It's so very difficult to explain to someone what that means. But when you are someone like me, you tend to have an on/off switch. When I was younger, that switch got flipped a lot more. Now with age and experience, I have been able to keep that switch on. Even when everything in me was screaming to turn the it off and shut the door. To walk away and not look back. I have kept the switch turned on. The light bulbs were mostly burnt out, but that didn't stop me from believing that they would turn on again. Now...... well now I think it's time to walk away. Because I can't keep the lights on all by myself. And I am sick to death of trying. If being put into the position where I am a bad - fill in the blank - if I don't keep at it. If I don't do everything possible, I will regret it.
Guess what people? I am not a saint. Not even close to one. In fact, I am the opposite side of the saintly spectrum. I would never intentionally hurt another person, but god damn am I sick of walking around on eggshells and biting my tongue. What about my feelings? You know, I do have feelings. I guess I have been so good at building walls that other people forget that I am a mere human with human emotions. And then I get hurt and I shut down. The switch flips and I am D-O-N-E done.
The last couple of days have been so emotionally draining for me and I feel like pulling my hair out. That or sticking my head in an oven until I look like a crazy Helena Bonham Carter character. I don't really think it's fair that as a woman I am automatically judged by two standards. How good a mother I am and how good a wife I am. That's not fair. Especially since I work in a highly professional world where I am not only at the top of my game, but I am very respected within the market I work. I have busted my ass for the last seven years to make sure that I got where I have and I don't appreciate that being brushed aside because other people think I have to fit into a mommy mold.
Don't get me wrong, the greatest joy in my life are my two children and the fact that I have managed to raise very wonderful kids. But it pisses me the fuck off that I am first judged by those two standards and that I am being made to feel like a failure because one of them isn't doing so well. Again.
I am so over trying to live up to other people's expectations of me - including my family's. I love them, but they can be very judgmental even though they try not to be. I can't stay in a situation that makes me so unhappy. Not for me, not for my children, not for anyone. And the biggest problem is that I am going to end up hurting someone that I truly love. But loving someone and being able to be with them are two different things and I am now starting to recognize that. I am now beginning to understand that I shouldn't have to be hurt over and over again by someone who should cherish me. And before you start the lynching, let me just say that it doesn't meant that they are a bad person, because they are the opposite of that. But I just can't live like this anymore.
I don't care if anyone reads this. Or my blog anymore for that fact. I am going back to what I originally set this up for and that is an outlet for my emotions. Good, bad or ugly this is the place where it's all going to come out, so hold on to your cocks.... it's gonna be a bumpy ride.
9 comments:
You aren't a good mommy or a good wifey in my opinion all that matters is that you are a good person. You are willing to take the short term pain for the long term gain, not just for you but for your family, including your husband because it is porbably just as tough on him.
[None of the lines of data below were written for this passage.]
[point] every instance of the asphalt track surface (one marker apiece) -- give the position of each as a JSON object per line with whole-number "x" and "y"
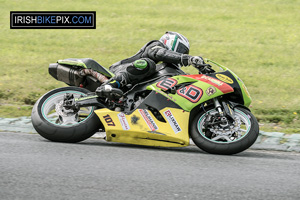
{"x": 34, "y": 168}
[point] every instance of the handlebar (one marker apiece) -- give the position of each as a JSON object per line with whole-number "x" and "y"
{"x": 204, "y": 68}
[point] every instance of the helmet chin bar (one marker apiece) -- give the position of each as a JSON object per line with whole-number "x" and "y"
{"x": 176, "y": 42}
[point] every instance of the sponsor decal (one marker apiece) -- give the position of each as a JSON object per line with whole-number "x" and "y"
{"x": 52, "y": 20}
{"x": 191, "y": 93}
{"x": 172, "y": 121}
{"x": 222, "y": 86}
{"x": 148, "y": 119}
{"x": 109, "y": 120}
{"x": 215, "y": 81}
{"x": 124, "y": 122}
{"x": 224, "y": 78}
{"x": 211, "y": 90}
{"x": 166, "y": 84}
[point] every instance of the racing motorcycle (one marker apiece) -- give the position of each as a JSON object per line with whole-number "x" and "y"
{"x": 166, "y": 109}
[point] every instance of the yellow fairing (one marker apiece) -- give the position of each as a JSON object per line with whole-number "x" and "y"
{"x": 142, "y": 128}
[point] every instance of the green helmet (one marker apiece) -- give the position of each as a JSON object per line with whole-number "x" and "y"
{"x": 175, "y": 42}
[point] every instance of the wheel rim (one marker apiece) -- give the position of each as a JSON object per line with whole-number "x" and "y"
{"x": 53, "y": 111}
{"x": 240, "y": 128}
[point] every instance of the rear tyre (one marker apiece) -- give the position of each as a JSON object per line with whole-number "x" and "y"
{"x": 50, "y": 119}
{"x": 243, "y": 133}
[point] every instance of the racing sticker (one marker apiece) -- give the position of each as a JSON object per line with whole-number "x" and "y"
{"x": 124, "y": 122}
{"x": 166, "y": 84}
{"x": 211, "y": 90}
{"x": 172, "y": 121}
{"x": 109, "y": 120}
{"x": 148, "y": 119}
{"x": 224, "y": 78}
{"x": 191, "y": 93}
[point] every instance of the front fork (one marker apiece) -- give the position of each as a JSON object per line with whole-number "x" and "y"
{"x": 224, "y": 109}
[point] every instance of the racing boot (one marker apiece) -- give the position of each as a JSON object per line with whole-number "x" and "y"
{"x": 110, "y": 90}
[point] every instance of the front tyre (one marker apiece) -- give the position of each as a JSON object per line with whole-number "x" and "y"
{"x": 52, "y": 121}
{"x": 216, "y": 138}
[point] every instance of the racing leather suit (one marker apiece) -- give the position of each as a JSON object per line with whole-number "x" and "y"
{"x": 152, "y": 52}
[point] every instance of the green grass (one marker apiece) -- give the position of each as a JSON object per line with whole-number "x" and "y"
{"x": 259, "y": 40}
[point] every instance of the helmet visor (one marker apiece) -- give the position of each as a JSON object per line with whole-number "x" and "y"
{"x": 181, "y": 48}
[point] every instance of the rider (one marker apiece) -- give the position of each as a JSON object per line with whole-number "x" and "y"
{"x": 172, "y": 47}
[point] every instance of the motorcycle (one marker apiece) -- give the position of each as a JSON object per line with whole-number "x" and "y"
{"x": 165, "y": 110}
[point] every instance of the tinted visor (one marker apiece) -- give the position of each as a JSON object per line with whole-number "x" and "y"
{"x": 181, "y": 48}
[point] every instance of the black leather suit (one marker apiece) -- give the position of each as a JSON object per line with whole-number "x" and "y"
{"x": 153, "y": 52}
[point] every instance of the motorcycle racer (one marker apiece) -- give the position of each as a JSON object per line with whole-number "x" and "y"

I went through the same thing 5 years ago that you have now and it hurt like a slap in the belly with a wet fish but in the long term, we are all happier, including the x.
Have faith that what you choose to do is the right thing.
xox
If you don't take care of yourself, nobody else will. Do what you have to to make you happy. That is your job. Well that and the kids... Good luck. I did that many years ago and it was hard. But now I am with a great woman and happy. My kids are happy for me also. I feel bad for them as they still have to put up with her. She was a nice person to everyone else but her family. Fuck that. I won't take being treated like a second class citizen ever again. Neither should you.
That really sucks. I'm sorry you are having to go through this.
Isn't it funny that when your child(ren) are doing great, grow up to be wonderful adults, there are so many other people there with you to share the joy and pride, and act as though they all had an equal hand in it? But, during the hard times, or if a child is a huge mess when they hit adulthood, those same people tend to step waaay back & shake their heads sadly at you for the failures that YOU obviously laid upon that child?
Unfair.
Ame I. in TN
You are a good mom and provider. You deserve to be appreciated for all of your efforts. You have made sacrifices all along the way.But if you are unhappy, then it is time to make a change. An unhappy mom has unhappy kids. So do what you need to to do.
You are good enough,you are smart enough, and goshdarnit, you can kick ass when you want to!
Good luck,honey. XO
I agree with everyone else that said you have to take care of YOU...your kids will be much happier in the long run if you are.
((hugs)), much luck, many prayers for you!
I don't judge you in any other way except the quality of your ass.
I'm sorry you're having to go through this, and acknowledge your pain. We don't know each other "in real life", but I have both sympathy and empathy for you, and want you to know that you're not alone. Sending lots of good thoughts your way. :(
Anyone who judges really has no right to, anyway. Fuck them!
Best of luck. I seriously know what you're going through, or at least something similar!